FEDERICO CORNELLI, Direttore operativo di Federcasse. L'importanza dell'introduzione del coefficiente di correzione può essere colta attraverso un esempio che prende spunto dall'attualità.
Immaginiamo una banca che decida di approfittare dell'asta straordinaria della BCE, di cui siete a conoscenza. In tal modo, la banca in questione ottiene liquidità, e voi sapete che avere liquidità è, oggi, un risultato importante. Tuttavia, se il meccanismo di cui è stato detto non sarà corretto, com'è stato proposto anche da noi, potrà esserci il rischio che, pur avendo ottenuto liquidità, la banca non possa aumentare la quantità di credito da erogare, perché bloccata dall'assorbimento patrimoniale.
Se, un domani, dovessimo venire a sapere che le banche, pur avendo ricevuto i fondi, non si sono comportate come ci saremmo aspettati, cioè non hanno incrementato i finanziamenti, il motivo di tale comportamento sarà da individuare nel maggiore assorbimento patrimoniale da parte degli istituti di credito, assoggettati a iper-regolamentazione, sia per quanto attiene al conto economico, sia per quanto concerne lo stato patrimoniale (che viene in considerazione in questo caso), in un momento in cui acquisire patrimonio è estremamente complicato, come testimoniano gli aumenti di capitale lanciati da società italiane quotate.

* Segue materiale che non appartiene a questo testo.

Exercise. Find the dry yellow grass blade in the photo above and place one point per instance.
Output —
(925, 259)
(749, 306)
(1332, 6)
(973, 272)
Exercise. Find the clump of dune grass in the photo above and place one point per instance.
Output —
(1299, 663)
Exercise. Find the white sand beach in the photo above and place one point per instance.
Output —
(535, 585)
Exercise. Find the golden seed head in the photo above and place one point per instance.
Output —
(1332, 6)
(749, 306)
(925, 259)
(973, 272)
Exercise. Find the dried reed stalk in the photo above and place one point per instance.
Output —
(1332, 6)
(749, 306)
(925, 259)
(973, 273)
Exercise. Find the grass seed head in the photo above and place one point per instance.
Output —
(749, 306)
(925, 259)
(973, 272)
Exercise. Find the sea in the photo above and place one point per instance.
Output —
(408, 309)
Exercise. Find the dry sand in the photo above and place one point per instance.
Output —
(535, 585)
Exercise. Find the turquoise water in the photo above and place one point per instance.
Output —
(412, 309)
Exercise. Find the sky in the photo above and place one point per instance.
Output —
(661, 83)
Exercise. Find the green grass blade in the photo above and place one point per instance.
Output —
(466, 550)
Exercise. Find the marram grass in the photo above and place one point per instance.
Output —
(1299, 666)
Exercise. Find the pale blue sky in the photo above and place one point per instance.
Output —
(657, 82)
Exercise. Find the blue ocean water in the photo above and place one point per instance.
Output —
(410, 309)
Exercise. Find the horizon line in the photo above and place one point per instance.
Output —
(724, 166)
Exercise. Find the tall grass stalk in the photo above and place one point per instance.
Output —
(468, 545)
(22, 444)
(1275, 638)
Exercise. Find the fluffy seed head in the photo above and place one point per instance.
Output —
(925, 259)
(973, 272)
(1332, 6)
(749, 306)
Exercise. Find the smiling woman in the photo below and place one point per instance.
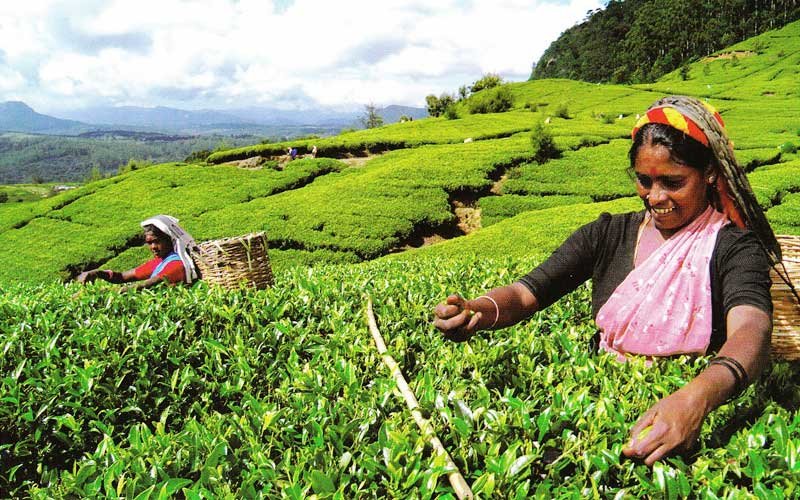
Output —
(682, 276)
(171, 262)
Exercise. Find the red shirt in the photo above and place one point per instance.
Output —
(173, 271)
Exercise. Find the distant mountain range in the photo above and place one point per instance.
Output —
(17, 116)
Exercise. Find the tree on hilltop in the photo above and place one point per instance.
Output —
(371, 118)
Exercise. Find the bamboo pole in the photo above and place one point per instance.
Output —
(457, 481)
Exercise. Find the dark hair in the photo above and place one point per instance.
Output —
(161, 235)
(683, 148)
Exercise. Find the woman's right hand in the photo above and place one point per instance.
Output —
(455, 320)
(87, 276)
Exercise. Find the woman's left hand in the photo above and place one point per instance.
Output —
(674, 424)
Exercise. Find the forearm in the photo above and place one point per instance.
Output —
(505, 306)
(748, 344)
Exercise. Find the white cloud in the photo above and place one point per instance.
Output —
(222, 53)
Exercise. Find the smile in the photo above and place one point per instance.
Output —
(662, 211)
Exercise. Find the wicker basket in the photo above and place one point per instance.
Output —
(786, 315)
(235, 262)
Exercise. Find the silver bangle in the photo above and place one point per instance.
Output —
(496, 309)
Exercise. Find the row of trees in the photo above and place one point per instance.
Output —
(634, 41)
(443, 105)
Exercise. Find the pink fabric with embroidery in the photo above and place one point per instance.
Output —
(663, 307)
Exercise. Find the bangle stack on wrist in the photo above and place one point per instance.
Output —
(736, 369)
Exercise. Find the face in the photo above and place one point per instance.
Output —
(159, 247)
(675, 194)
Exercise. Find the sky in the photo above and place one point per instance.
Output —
(58, 55)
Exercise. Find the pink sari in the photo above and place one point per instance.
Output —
(663, 307)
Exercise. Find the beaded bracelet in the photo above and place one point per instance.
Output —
(736, 369)
(496, 309)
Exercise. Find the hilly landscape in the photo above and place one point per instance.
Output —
(39, 148)
(202, 392)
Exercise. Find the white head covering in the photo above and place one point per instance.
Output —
(182, 242)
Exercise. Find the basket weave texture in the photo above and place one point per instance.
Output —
(235, 262)
(786, 310)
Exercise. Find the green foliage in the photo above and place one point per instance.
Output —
(132, 165)
(598, 172)
(239, 394)
(497, 208)
(198, 392)
(496, 100)
(94, 223)
(371, 118)
(438, 105)
(543, 145)
(24, 158)
(635, 41)
(487, 81)
(562, 111)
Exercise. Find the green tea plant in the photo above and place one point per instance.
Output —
(204, 392)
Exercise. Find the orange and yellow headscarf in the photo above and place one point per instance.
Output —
(676, 112)
(671, 116)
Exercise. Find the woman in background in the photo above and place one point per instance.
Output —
(171, 262)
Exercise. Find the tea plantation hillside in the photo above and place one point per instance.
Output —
(206, 393)
(408, 195)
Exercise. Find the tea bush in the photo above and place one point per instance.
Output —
(208, 393)
(495, 100)
(497, 208)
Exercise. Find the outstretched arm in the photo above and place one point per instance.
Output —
(675, 421)
(107, 275)
(458, 319)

PRESIDENTE. Dottor Cornelli, potrebbe chiarire il passaggio relativo al capital conservation buffer, che ho trovato piuttosto interessante?

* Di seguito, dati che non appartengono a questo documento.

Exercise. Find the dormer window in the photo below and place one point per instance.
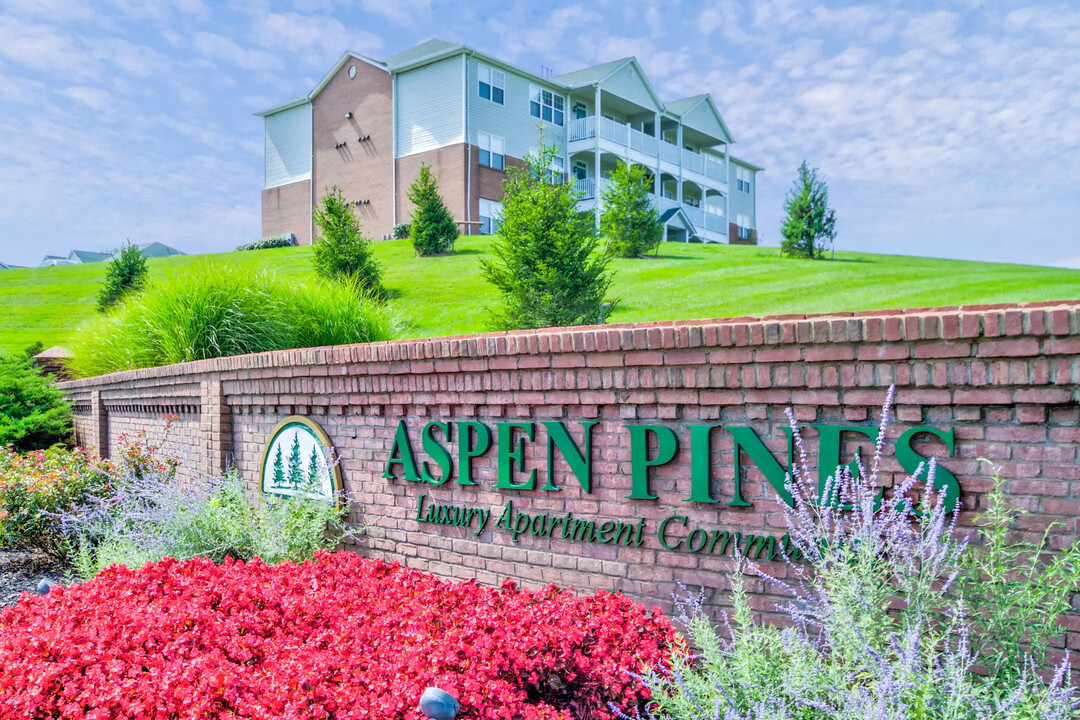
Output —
(491, 83)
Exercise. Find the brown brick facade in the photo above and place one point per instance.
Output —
(362, 168)
(286, 209)
(1003, 379)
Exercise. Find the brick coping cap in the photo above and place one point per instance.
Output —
(875, 326)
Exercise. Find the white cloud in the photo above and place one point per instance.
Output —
(95, 98)
(213, 45)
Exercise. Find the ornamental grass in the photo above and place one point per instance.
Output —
(214, 310)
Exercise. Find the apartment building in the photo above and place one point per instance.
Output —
(369, 125)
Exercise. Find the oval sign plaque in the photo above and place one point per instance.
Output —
(297, 459)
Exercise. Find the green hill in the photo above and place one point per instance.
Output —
(446, 295)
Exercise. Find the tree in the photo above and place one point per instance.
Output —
(125, 273)
(631, 222)
(433, 229)
(810, 225)
(32, 412)
(279, 470)
(313, 475)
(295, 472)
(342, 252)
(549, 266)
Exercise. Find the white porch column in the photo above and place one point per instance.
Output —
(678, 143)
(656, 181)
(596, 155)
(727, 195)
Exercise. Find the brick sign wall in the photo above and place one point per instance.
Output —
(996, 382)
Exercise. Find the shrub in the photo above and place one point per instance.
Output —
(268, 243)
(810, 223)
(148, 516)
(878, 625)
(433, 229)
(214, 310)
(342, 250)
(36, 486)
(630, 221)
(337, 637)
(549, 266)
(32, 412)
(125, 273)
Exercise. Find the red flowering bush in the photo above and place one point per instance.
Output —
(336, 637)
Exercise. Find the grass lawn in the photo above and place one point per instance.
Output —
(447, 296)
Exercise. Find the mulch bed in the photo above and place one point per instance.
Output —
(22, 572)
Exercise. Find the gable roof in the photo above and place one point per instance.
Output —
(158, 250)
(687, 105)
(307, 97)
(590, 76)
(426, 51)
(88, 256)
(673, 213)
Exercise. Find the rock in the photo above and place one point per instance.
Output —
(439, 704)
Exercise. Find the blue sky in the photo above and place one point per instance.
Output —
(948, 130)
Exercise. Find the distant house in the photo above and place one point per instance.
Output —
(80, 257)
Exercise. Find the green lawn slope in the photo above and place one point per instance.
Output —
(447, 296)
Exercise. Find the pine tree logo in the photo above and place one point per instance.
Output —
(279, 470)
(295, 473)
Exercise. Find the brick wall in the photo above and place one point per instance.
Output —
(1002, 378)
(362, 170)
(287, 209)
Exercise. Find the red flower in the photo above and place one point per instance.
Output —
(338, 637)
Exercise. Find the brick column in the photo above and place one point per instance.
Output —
(216, 428)
(99, 432)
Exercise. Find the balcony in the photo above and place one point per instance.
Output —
(583, 128)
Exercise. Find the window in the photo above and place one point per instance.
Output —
(491, 82)
(545, 105)
(743, 177)
(490, 216)
(744, 229)
(491, 150)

FEDERICO CORNELLI, Direttore operativo di Federcasse. Considerando l'obbligo di mantenimento del capital conservation buffer, Basilea 3 imporrà una complessiva dotazione patrimoniale del 10,5 per cento.

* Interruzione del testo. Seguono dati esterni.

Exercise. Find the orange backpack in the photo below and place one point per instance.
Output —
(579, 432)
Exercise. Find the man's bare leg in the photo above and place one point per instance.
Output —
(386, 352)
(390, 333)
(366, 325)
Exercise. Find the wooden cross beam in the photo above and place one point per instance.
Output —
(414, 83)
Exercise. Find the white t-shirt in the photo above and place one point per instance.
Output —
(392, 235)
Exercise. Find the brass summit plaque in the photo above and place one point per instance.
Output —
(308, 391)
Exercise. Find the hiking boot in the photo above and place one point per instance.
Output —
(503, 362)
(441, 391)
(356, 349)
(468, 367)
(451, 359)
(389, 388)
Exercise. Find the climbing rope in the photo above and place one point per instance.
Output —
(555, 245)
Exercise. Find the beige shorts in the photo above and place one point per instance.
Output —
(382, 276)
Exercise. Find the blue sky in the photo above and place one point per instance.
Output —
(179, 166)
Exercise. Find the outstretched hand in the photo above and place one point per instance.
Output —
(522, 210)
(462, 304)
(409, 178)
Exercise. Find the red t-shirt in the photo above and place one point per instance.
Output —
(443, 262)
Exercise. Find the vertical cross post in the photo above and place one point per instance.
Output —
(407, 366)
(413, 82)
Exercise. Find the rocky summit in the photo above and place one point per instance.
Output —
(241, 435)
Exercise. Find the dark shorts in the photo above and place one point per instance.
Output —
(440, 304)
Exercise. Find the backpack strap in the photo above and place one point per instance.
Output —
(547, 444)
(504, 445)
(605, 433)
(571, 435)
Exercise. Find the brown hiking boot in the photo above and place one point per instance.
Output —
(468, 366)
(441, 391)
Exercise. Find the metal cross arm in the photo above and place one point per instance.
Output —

Cosa succederà? Soprattutto la piccola impresa come noi, ma, in genere, le banche italiane e tedesche, avranno un assorbimento patrimoniale e, quindi, non potranno più erogare come prima. Se, ad esempio, la mia banca aveva il 10,5 per cento, poteva fare nuova erogazione, perché il requisito minimo era 8 e, quindi, aveva il 2,5 da mettere in gioco; invece, portando il requisito al 10,5 per cento, non potrà disporre più di quel 2,5.
La proposta italiana è di applicare una specie di sconto, da 76 a 51 - entro nel tecnico -, in modo tale che, se il risultato finale è 10,5, si lavora in modo che la piccola impresa abbia un assorbimento di capitale minore.
Penso che la proposta interessi a molti. In particolare, Italia e Germania potrebbero fare lobby per modificare il meccanismo di calcolo.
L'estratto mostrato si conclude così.